Wednesday, April 8, 2020

Edge Computing Still is "Computing"

By design, the 5G network has been created to support sensors, servers and other data devices requiring low latency, high bandwidth. One example is the 5G network, in some configurations, being able to support data speeds in excess of 20 Gbps and supporting more than a million devices per square kilometer. 


Such speeds are overkill for many sensor applications or consumer end user devices, but device density is relevant if one assumes millions of such devices could be used in relatively small areas. Lower-bandwidth use cases plausibly can use 4G or special-purpose networks. 


Beyond supplying connections in many use cases where a mobile or wireless wide area network is required, 5G is intimately bound up with edge computing and the internet of things. Potentially providing a platform for new roles and value supplied by connectivity providers. 

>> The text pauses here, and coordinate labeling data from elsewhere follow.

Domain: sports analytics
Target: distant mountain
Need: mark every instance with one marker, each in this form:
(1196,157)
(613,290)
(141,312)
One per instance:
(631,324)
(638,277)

Autonomous vehicles, drones, or remote patient monitoring often are cited as use cases where 5G is necessary or advantageous. But edge computing still is “computing.” So the issue, as has been the case in prior decades, is whether connectivity providers can create enough value that they are valued participants in roles beyond connectivity. 



LF Edge


The jury is still out on that score. Some early initiatives suggest connectivity providers might participate in real estate functions such as providing rack space, power and security at edge locations. Additional roles are conceivable, but so far at least, most of the incremental revenue gain seems to focus on connectivity


Other revenue streams such as colocation are developing, but most of the potential upside seems to remain in the connectivity area. Edge computing is, after all, computing. So the leaders in computing have a reasonable and plausible hope of dominating edge computing as well.